Keno in Finland
Mikko Aittola
maittola at snakemail.hut.fi
Sun Nov 12 20:50:58 CET 1995
Hi folks!
I met Don thursday here in Finland. He looked fine and was really
enjoying (I mean, IF human being actually can enjoy giving a BIG number
of autographs to fans) himself, considering the sign-here-situation.
Because of long lines we had a veeery tiny two-minute conversation, but
on the other hand, I already knew quite a bit of him, thanks to this
mailing-list, so I didn't have much to ask. Anyway it was great to see
him in pure Flesh&Blood(tm).
Before me there was this guy who had Finnish Donald Duck with Don's
'birthday' story in it, and Don immediately noticed that he didn't have
that issue. (So Mike, did you have a chance to give the issues you
collected to Don?)
Saturday I was attending the convention. The editors of Aku Ankka mainly
asked Don the questions I already knew ansewers of, so there wasn't
anything 'special' (for ME) there. After the interview it was: signing time!
For me it was home and sleep.
Sunday morning Don demonstrated his drawing style to the audience.

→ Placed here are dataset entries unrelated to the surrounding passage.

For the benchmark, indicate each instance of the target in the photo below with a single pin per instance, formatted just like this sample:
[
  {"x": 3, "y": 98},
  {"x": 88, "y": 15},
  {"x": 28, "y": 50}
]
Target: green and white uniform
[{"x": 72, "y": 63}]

I had already figured (according to this list) that Don's
drawing style is really weird, but I didn't think it could
be THAT weird. I think it really is true that NOBODY draws comics
the way he does. I was amazedtoshock. After the 'demo' he moved forward
to start, yep, you guessed it, autographing...
I already had one signed book from thursday so I went to local comic-
shop's gallery. I was pleasantly surprised to see that the collection
of original Don Rosa art that was brought to here was a very wide
collection indeed. Gallery's walls were filled with (about) 50-pages
(That's 100 half-pages!) of story-art plus 15 covers. For example
'The King of the Klondike' was entirely there.

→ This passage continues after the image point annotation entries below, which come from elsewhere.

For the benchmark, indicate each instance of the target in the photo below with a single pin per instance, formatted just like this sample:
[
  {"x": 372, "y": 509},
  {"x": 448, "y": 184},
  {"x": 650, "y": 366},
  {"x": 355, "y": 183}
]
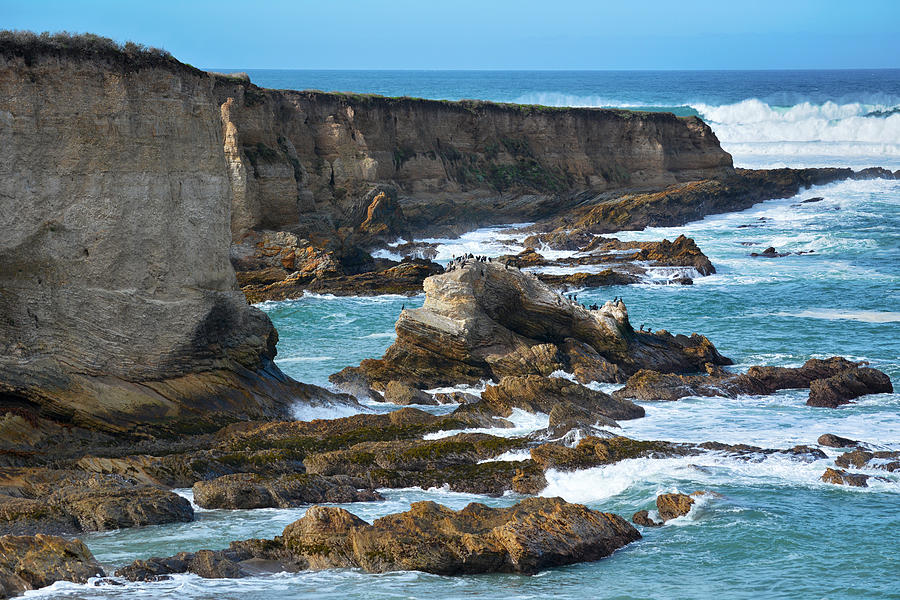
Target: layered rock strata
[
  {"x": 535, "y": 534},
  {"x": 120, "y": 308},
  {"x": 485, "y": 320}
]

I must say that if meeting Don Rosa was a great thing then
seeing his original art was a great great thing. The pages were really
good-looking. Magnificent stuff. I have always thought that because the
comic-book pages are always smaller than the original art, that it helps
to hide some flaws in the original art. But in Don's case the original
pages are really 'ready' looking. Imagine the amount of detail! (Don't
even try to understand the amount of work needed to draw these pages.)
(For example, I think Carl Barks' art looks better in comic-book sized
format than in bigger album-sized format, due to the lack of tiny details.
And that is perfectly ok, cause Barks created the art for comic-book
size format.) I am very sure that Lo$ does look even better in 'Giant'-
sized format.
And somehow the lack of colours (that's no-colours-at-all in
English) didn't matter much. Don's art looks fine in plain B&W.
I wish I could buy even one of the pages, but as we all know,
"The Evil Imperium" takes care that doesn't happen.